Le prolifique Michael Winterbottom raconte l’histoire de Paul Raymond, l’Anglais le plus riche de la Couronne, un drôle de personnage qui a fait fortune dans le spectacle et les revues érotiques. Sujet en or, acteur en or, film un peu trop conventionnel. Dommage.
C’est Steve Coogan, lui-même, qui a amené le sujet à Winterbottom et cela se sent, le rôle est totalement taillé pour lui. La collaboration entre l’acteur et le cinéaste a souvent permis, à l’un et l’autre, de donner son meilleur. Après Coogan patron de label indépendant (24 Hour Party People), Coogan acteur de seconde zone narcissique (Tournage dans un jardin anglais) et Coogan en Coogan devenant critique gastronomique le temps de The Trip, voici donc Coogan patron de cabaret érotique. Les films passent et le personnage semble néanmoins identique avec son humour et cette morve so british. Comme à l’accoutumée, l’acteur est parfait mais Winterbottom a tendance à se reposer sur le brio de son interprète principal. Tout comme, il semble se reposer beaucoup sur son sujet et l’imagerie qui s’y rattache naturellement. A Very Englishman est un vrai biopic, celui de Paul Raymond, le King of Soho qui a fait progressivement fortune, de 1958 à 2008 (date de sa mort) avec ses cabarets puis ses revues érotiques. Une vie de réussite financière qui se paye fort sur le plan familiale – avec Debbie, la fille de Paul Raymond (Imogen Pootss, très bien) comme dommage collatéral.
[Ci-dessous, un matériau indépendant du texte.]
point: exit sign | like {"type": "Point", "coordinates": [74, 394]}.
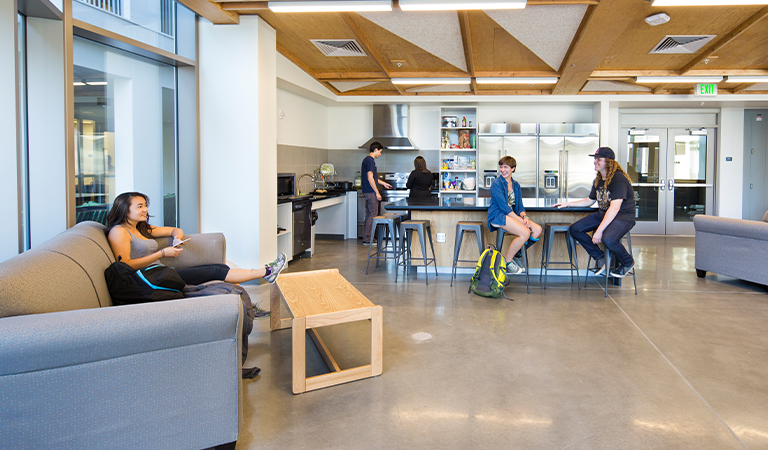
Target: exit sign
{"type": "Point", "coordinates": [705, 90]}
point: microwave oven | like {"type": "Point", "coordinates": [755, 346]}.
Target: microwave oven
{"type": "Point", "coordinates": [286, 185]}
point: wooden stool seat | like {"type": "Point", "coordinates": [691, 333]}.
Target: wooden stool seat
{"type": "Point", "coordinates": [316, 299]}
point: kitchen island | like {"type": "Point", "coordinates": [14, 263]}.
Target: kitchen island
{"type": "Point", "coordinates": [444, 213]}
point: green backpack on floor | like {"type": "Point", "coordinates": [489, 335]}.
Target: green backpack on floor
{"type": "Point", "coordinates": [490, 276]}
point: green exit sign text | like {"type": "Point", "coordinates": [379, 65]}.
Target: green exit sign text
{"type": "Point", "coordinates": [705, 90]}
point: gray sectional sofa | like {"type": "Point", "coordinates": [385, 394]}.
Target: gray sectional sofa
{"type": "Point", "coordinates": [77, 373]}
{"type": "Point", "coordinates": [733, 247]}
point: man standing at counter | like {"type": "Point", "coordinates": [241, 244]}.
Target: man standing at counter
{"type": "Point", "coordinates": [370, 187]}
{"type": "Point", "coordinates": [613, 192]}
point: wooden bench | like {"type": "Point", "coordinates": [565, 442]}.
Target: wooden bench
{"type": "Point", "coordinates": [316, 299]}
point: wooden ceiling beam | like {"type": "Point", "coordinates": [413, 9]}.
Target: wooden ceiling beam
{"type": "Point", "coordinates": [229, 5]}
{"type": "Point", "coordinates": [667, 73]}
{"type": "Point", "coordinates": [601, 27]}
{"type": "Point", "coordinates": [725, 40]}
{"type": "Point", "coordinates": [212, 12]}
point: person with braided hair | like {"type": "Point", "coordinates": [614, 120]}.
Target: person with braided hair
{"type": "Point", "coordinates": [615, 197]}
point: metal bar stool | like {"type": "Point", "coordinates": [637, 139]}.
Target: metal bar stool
{"type": "Point", "coordinates": [384, 227]}
{"type": "Point", "coordinates": [550, 228]}
{"type": "Point", "coordinates": [500, 240]}
{"type": "Point", "coordinates": [407, 227]}
{"type": "Point", "coordinates": [608, 264]}
{"type": "Point", "coordinates": [461, 228]}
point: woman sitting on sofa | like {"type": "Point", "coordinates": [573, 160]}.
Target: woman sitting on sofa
{"type": "Point", "coordinates": [131, 239]}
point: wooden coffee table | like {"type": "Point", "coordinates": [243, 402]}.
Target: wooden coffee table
{"type": "Point", "coordinates": [316, 299]}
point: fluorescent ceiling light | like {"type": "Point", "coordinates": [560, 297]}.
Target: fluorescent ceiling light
{"type": "Point", "coordinates": [746, 79]}
{"type": "Point", "coordinates": [708, 2]}
{"type": "Point", "coordinates": [431, 80]}
{"type": "Point", "coordinates": [516, 80]}
{"type": "Point", "coordinates": [331, 6]}
{"type": "Point", "coordinates": [679, 79]}
{"type": "Point", "coordinates": [452, 5]}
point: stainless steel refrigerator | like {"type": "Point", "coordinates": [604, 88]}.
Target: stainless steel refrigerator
{"type": "Point", "coordinates": [518, 140]}
{"type": "Point", "coordinates": [566, 171]}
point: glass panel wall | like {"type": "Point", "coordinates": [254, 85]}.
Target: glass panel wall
{"type": "Point", "coordinates": [125, 131]}
{"type": "Point", "coordinates": [23, 157]}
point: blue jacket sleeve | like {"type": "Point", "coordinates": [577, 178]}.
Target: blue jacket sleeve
{"type": "Point", "coordinates": [499, 197]}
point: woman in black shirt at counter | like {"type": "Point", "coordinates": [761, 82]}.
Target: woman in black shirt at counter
{"type": "Point", "coordinates": [420, 180]}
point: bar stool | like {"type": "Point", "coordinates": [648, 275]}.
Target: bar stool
{"type": "Point", "coordinates": [550, 228]}
{"type": "Point", "coordinates": [500, 240]}
{"type": "Point", "coordinates": [384, 227]}
{"type": "Point", "coordinates": [461, 228]}
{"type": "Point", "coordinates": [422, 227]}
{"type": "Point", "coordinates": [608, 265]}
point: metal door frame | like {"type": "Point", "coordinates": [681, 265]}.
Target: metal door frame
{"type": "Point", "coordinates": [666, 224]}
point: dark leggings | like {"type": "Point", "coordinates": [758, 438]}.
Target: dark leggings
{"type": "Point", "coordinates": [203, 274]}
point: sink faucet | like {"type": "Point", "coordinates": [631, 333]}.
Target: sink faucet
{"type": "Point", "coordinates": [298, 182]}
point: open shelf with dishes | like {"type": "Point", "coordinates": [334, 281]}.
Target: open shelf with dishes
{"type": "Point", "coordinates": [458, 151]}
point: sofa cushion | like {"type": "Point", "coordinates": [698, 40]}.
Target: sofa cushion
{"type": "Point", "coordinates": [40, 281]}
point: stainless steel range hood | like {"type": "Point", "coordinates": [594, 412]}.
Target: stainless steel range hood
{"type": "Point", "coordinates": [390, 128]}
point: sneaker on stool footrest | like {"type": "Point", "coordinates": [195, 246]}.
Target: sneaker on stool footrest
{"type": "Point", "coordinates": [622, 271]}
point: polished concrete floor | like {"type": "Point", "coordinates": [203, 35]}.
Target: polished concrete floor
{"type": "Point", "coordinates": [684, 364]}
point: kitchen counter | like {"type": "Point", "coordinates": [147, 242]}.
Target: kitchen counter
{"type": "Point", "coordinates": [472, 203]}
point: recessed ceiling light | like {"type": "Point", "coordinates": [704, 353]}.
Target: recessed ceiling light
{"type": "Point", "coordinates": [330, 6]}
{"type": "Point", "coordinates": [516, 80]}
{"type": "Point", "coordinates": [657, 19]}
{"type": "Point", "coordinates": [708, 2]}
{"type": "Point", "coordinates": [746, 79]}
{"type": "Point", "coordinates": [678, 79]}
{"type": "Point", "coordinates": [431, 80]}
{"type": "Point", "coordinates": [452, 5]}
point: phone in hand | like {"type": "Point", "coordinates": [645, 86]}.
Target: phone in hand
{"type": "Point", "coordinates": [185, 240]}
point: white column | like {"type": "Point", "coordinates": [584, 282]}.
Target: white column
{"type": "Point", "coordinates": [730, 174]}
{"type": "Point", "coordinates": [9, 226]}
{"type": "Point", "coordinates": [238, 162]}
{"type": "Point", "coordinates": [46, 112]}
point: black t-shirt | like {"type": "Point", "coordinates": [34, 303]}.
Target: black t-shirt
{"type": "Point", "coordinates": [419, 183]}
{"type": "Point", "coordinates": [369, 165]}
{"type": "Point", "coordinates": [620, 188]}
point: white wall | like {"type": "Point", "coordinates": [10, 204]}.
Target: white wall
{"type": "Point", "coordinates": [730, 174]}
{"type": "Point", "coordinates": [46, 111]}
{"type": "Point", "coordinates": [9, 226]}
{"type": "Point", "coordinates": [238, 137]}
{"type": "Point", "coordinates": [301, 121]}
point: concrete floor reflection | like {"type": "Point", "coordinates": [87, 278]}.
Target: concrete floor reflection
{"type": "Point", "coordinates": [681, 365]}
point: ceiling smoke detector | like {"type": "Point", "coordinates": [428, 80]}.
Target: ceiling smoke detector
{"type": "Point", "coordinates": [657, 19]}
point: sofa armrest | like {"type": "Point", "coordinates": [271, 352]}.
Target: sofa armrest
{"type": "Point", "coordinates": [150, 376]}
{"type": "Point", "coordinates": [46, 341]}
{"type": "Point", "coordinates": [203, 248]}
{"type": "Point", "coordinates": [750, 229]}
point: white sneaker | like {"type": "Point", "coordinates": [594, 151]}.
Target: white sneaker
{"type": "Point", "coordinates": [513, 269]}
{"type": "Point", "coordinates": [275, 267]}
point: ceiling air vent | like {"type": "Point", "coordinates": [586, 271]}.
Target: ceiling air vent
{"type": "Point", "coordinates": [681, 44]}
{"type": "Point", "coordinates": [338, 47]}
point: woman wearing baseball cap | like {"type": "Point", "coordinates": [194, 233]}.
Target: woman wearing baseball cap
{"type": "Point", "coordinates": [613, 192]}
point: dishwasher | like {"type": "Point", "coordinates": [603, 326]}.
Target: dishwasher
{"type": "Point", "coordinates": [302, 226]}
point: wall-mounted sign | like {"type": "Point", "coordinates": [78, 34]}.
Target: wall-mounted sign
{"type": "Point", "coordinates": [705, 90]}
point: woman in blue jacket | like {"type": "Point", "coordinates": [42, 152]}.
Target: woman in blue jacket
{"type": "Point", "coordinates": [506, 211]}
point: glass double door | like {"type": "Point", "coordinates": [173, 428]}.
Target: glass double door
{"type": "Point", "coordinates": [672, 172]}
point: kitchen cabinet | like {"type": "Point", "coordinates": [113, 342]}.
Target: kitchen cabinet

Le sujet étant posé, on imagine déjà le film : le parcours d’un self-made man, une vie d’excès, de sexe, de drogue, et en toile de fond pittoresque, le swingin’ London, les années 60, les années 70 mais aussi les années noires des années 80 et 90 avec une fille ne trouvant pas sa place dans cette drôle de famille et cette vie d’excès. Et finalement, le film ressemble exactement à cela, dans une mise en forme honnête, séduisante par moments mais aussi un peu poussive. Winterbottom est un pilotage automatique, se suffisant parfois de son scénario, de ses acteurs et des codes du genre biopic. Sans démériter, A Very Englishman souffre de la comparaison : Winterbottom avait su donner autrement plus d’originalité et de malice à son autre biopic, 24 Hour Party People. Mais même en allant plus loin, Larry Flint posait une problématique plus forte ; Madame Henderson présente avait plus de panache et que dire de Casino, sur un sujet différent certes (il n’y a aucune mafia ici) mais épousant la même dialectique contradictoire (succès outrageux, descente aux enfers) : le film de Scorcese était un opéra, là on est plus dans l’opérette tendance cul et sniffette. Rien n’y fait, A Very Englishman reste un film conventionnel, y compris dans cette idée que la réussite bigger the life d’un homme se paye d’une manière ou d’une autre. On regarde le film poliment mais sans réelle passion.